As Fleming notes, the contrast between the secretive life of his past and the openness he experienced in rehab was mind-altering: “I didn’t know what it [rehab] was…[but] it was the only place I’d ever been where it was okay to say you were lonely or sad or angry or ashamed of yourself without anyone freaking out” (189). As a child, being asked not to talk about particular issues or told not to feel a certain way is a likely recipe for experiencing alienation.
Fleming captures well (following David Foster Wallace) the eye-rolling banality of “getting in touch with one’s feelings” as he was asked to do in rehab, but he also captures how such a thing can be a most profound experience. Perhaps this is so because, as Diana Fosha explains, aloneness lives deep in the heart of emotional suffering, and the relational aspects of recovery—whether twelve step or therapy or other—may be a way to relive the hurt and trauma, only this time, to do so with another or others in a healing way. The ability to share one’s vulnerabilities is linked to enhanced understanding of one’s emotions and therefore, of being able to empathize with others’ experiences of the same.
I have to wonder if the initial allure of mimetic theory for Fleming was its interdividual, deeply relational quality. It certainly was for me. Recently, a graduate student in a psychotherapy program contacted me out of the blue as he had been desperately searching for ways to bring mimetic theory into his studies. What struck me was the reason he gave for Girard’s work having touched him so: he said the theory helped him in a fundamental way figure out he was not the only person with petty vanities, ridiculous jealousies, and persistent rivalries, etc. What is more, seeing life through this new lens had allowed him to relax and enjoy other people and himself so much more.
Acknowledging one’s entanglement with desire ends up being less about finding some kind of automatic salvation or freedom—for Chris, for this graduate student, for Dupuy, or for me.
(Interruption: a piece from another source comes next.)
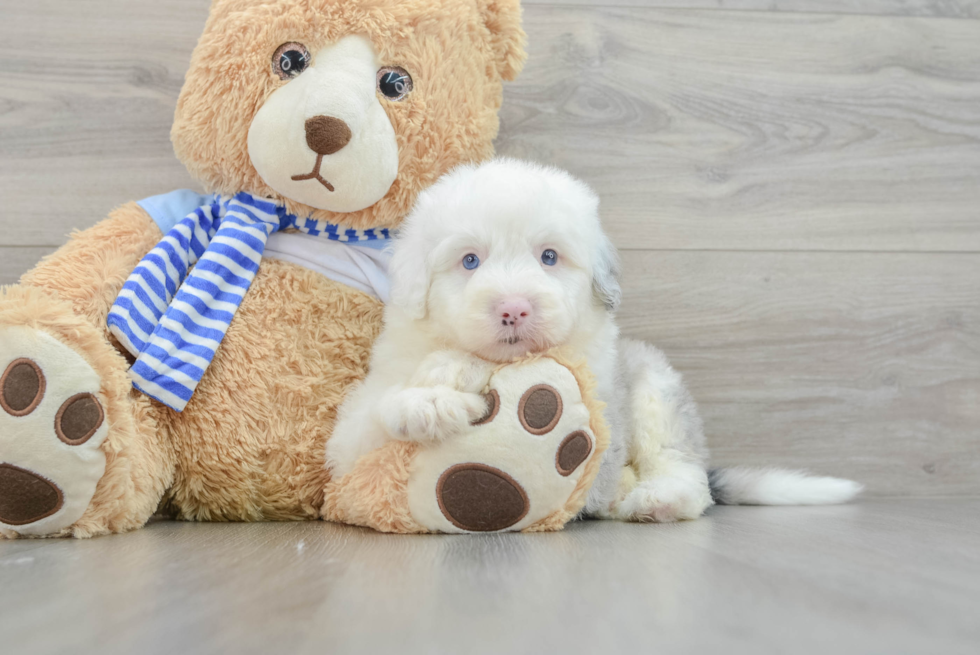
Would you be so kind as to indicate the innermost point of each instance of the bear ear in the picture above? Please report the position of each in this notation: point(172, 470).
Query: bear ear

It is more about how we convert or transform our desire which turns out to be, it seems, a slow, arduous, daily process of fits and starts in our struggle as relational beings. Comparable lingo in the attachment theory world is “rupture and repair”—our relationships and struggles are a constant process of miscommunication, pettiness, conflict, and the repairing of these failings. Fleming mentions at the end of his memoir being “reticent to use the word ‘recovery’ because it suggests a kind of finality that I’m scared might curse me” (204). Perhaps “rupture and repair” are “R” words that are a bit more palatable.